This is my first blog post, and honestly, I'm not quite sure what I am doing. I mean, I have already adopted my children, and do not plan to adopt again. Adoption blogs are so fun to read and follow when someone is on the journey to their child, and so heartwarming and exciting when they meet their child for the first time. I have been there twice myself, and professionally as an adoption social worker, I am privileged to help others on their journeys.
I have told my husband and a few friends that I plan to blog, and each have said to me, "What do you have to blog about?" First of all, thanks guys. I have a concept in mind. You see, I have had a passion for adoption since I was twelve, when I watch a network movie about a family adopting a child from Korea. It was the first time I saw the adoption story unfold, and I knew with a knowledge that can only be explained as God given, that adoption would be the purpose of my life. At twelve I knew that my children would come to me through adoption and that they would be Asian. At twelve I knew that I would not be able to conceive children, and I had a total peace. At twelve my passion for orphans began.
When I was a child I had alot of health issues and felt isolated much of the time. I talked to God alot. I remember summer days spent laying in the grass looking up at the clouds talking and listening to the Holy Spirit. He placed peace in my heart and there were things that I just trusted because I knew they came from Him. I knew He was real, and it is by His grace that I am who I am today.

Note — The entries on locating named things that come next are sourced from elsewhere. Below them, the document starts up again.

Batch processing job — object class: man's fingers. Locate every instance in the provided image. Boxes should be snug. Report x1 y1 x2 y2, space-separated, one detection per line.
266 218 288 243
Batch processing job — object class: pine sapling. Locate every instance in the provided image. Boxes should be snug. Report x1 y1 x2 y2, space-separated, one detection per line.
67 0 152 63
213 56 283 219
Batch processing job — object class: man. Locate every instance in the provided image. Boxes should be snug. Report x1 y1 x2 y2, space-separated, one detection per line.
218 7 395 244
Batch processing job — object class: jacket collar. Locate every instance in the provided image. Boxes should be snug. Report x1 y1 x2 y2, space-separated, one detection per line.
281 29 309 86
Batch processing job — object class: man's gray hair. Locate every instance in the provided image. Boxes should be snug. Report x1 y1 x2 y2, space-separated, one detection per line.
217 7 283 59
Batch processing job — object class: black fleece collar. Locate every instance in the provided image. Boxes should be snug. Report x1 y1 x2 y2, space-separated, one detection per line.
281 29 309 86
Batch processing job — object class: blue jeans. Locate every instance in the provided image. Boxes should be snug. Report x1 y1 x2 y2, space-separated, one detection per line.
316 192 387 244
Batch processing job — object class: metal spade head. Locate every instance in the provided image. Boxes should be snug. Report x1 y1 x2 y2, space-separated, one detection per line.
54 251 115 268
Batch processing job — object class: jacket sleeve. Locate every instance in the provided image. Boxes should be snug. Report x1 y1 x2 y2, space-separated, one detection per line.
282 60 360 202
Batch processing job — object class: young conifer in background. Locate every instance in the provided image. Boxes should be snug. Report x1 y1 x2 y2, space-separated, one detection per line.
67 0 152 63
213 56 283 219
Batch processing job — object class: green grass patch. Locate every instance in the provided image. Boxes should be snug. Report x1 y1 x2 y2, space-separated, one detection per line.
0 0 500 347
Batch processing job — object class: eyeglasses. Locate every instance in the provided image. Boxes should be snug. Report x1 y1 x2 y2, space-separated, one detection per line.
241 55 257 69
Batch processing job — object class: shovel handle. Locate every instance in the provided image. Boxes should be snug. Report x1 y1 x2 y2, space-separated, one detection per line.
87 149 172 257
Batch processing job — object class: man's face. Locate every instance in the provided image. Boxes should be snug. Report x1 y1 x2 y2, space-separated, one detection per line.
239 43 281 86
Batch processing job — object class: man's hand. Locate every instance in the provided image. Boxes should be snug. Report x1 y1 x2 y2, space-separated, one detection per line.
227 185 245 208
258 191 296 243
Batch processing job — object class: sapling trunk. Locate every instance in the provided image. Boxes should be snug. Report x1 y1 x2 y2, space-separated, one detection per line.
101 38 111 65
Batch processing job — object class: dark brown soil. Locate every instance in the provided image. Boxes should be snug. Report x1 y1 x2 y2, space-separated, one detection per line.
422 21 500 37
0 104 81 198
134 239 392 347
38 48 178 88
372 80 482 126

So, that is what this blog is about. My passion for orphans and adoption. My passion for my children and family moments. My heart for Jesus and what I believe is on His heart in this world we live in today. I feel that many times adoption is looked at as a way to have children when one is infertile. But it is so much more than that. It is part of God's plan for the fatherless, the lonely, the innocent. It is part of God's plan for us. It's an amazing life and an amazing journey, and I am so blessed and thankful that it's part of every facet of mine.